Bäuerinnen und Bauern, Imker*innen und Bäcker*innen kamen bei der achten „Wir haben es satt!“-Demonstration mit engagierten Bürger*innen aus Stadt und Land zusammen. Mit Kochtöpfen und Kochlöffeln brachten sie ihre Ablehnung zur aktuellen Agrar- und Ernährungspolitik zum Ausdruck. Im Fokus der Demonstration: die internationale Agrarministerkonferenz im Bundeswirtschaftsministerium, wo auf Einladung der Bundesregierung das weltgrößte Treffen dieser Art stattfindet.
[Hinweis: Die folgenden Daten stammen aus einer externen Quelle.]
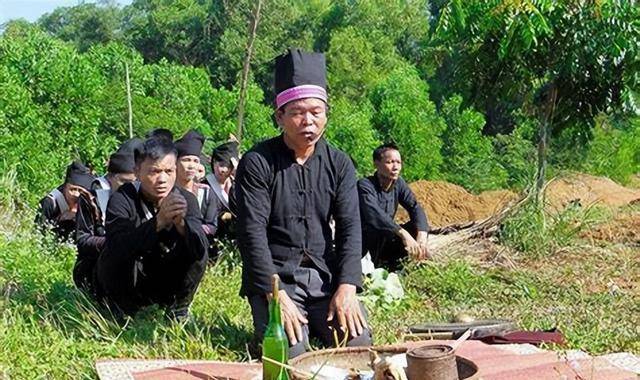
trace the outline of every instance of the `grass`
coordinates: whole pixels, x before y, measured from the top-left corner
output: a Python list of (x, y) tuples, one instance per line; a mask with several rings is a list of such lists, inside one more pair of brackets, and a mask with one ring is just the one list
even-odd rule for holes
[[(553, 233), (548, 229), (558, 222), (547, 219), (545, 230), (528, 221), (527, 212), (532, 211), (505, 227), (518, 232), (505, 239), (512, 249), (490, 246), (510, 255), (509, 266), (481, 252), (409, 265), (401, 275), (405, 298), (384, 312), (369, 309), (375, 343), (396, 342), (411, 324), (449, 320), (464, 311), (476, 318), (512, 318), (524, 329), (557, 326), (568, 348), (640, 354), (638, 247), (580, 239), (575, 222), (593, 225), (610, 217), (604, 212), (588, 211), (587, 218), (584, 210), (570, 210), (573, 216), (557, 220), (572, 227)], [(32, 233), (29, 215), (17, 219), (0, 231), (0, 378), (95, 378), (100, 358), (249, 359), (251, 317), (238, 296), (240, 268), (232, 249), (208, 269), (193, 304), (193, 323), (168, 323), (161, 310), (151, 308), (119, 325), (73, 286), (73, 247)], [(547, 235), (531, 245), (527, 240), (535, 237), (527, 228)], [(515, 250), (517, 241), (539, 246)]]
„Wir schlagen Alarm für eine bessere Politik“, erklärt „Wir haben es satt!“-Sprecher Jochen Fritz. „Mit unserem unüberhörbaren Kochtopf-Protest sagen wir den Agrarministern der Welt: Der Exportwahnsinn in der Landwirtschaft muss beendet werden.“ Das Demonstrationsbündnis fordert von der nächsten Bundesregierung eine Abkehr von der aggressiven Exportausrichtung der Agrarpolitik, die Bauernhöfe weltweit in den Ruin treibt. Seit 2005 musste in Deutschland jeder dritte landwirtschaftliche Betrieb die Tore schließen, und in vielen Ländern des Südens bleiben oftmals die Kochtöpfe leer. Denn immer mehr Kleinbauern verlieren ihre Einkommensgrundlagen, weil sie nicht mit den Billigimporten aus Europa konkurrieren können.

Mit Blick auf den Alleingang des Bundeslandwirtschaftsministeriums beim jüngsten Glyphosat-Votum in der EU kommentiert Bündnissprecher Jochen Fritz: „Minister Christian Schmidt hat mit diesem vorgezogenen Weihnachtsgeschenk an Bayer-Monsanto einmal mehr bewiesen, dass er ein Handlanger der Industrie ist. So eine Fehlbesetzung darf es nicht wieder geben. Die nächste Bundesregierung muss bei der Besetzung des Landwirtschaftsministeriums sicherstellen, dass die Interessen von Großkonzernen nicht über die von Landwirten und Verbrauchern gestellt werden.“ Von der neuen Bundesregierung erwartet das Bündnis, dass der gesellschaftlich gewollte Umbau der Landwirtschaft und des Ernährungssystems endlich konsequent umgesetzt wird. Dazu braucht es mehr artgerechte Tierhaltung, ein nationales Verbot von Glyphosat und von Gentechnik in Tierfutter sowie wirksame Maßnahmen gegen das Insektensterben.

Aufruf zur Demo

Hintergrund

Seit 2011 demonstrieren unter dem Titel „Wir haben Agrarindustrie satt!“ alljährlich im Januar zehntausende Menschen – Bauern, Lebensmittelhandwerker, Tier-, Umwelt- und Naturschützer, Aktive der Entwicklungszusammenarbeit, engagierte Jugendliche und viele mehr – kraftvoll, bunt und lautstark bei eisigen Temperaturen in Berlin. Zentrale Themen der Demonstration im kommenden Januar sind eine bäuerlich-ökologischere Landwirtschaft, gesundes Essen, artgerechte Tierhaltung, globale Bauernrechte und gerechter Welthandel.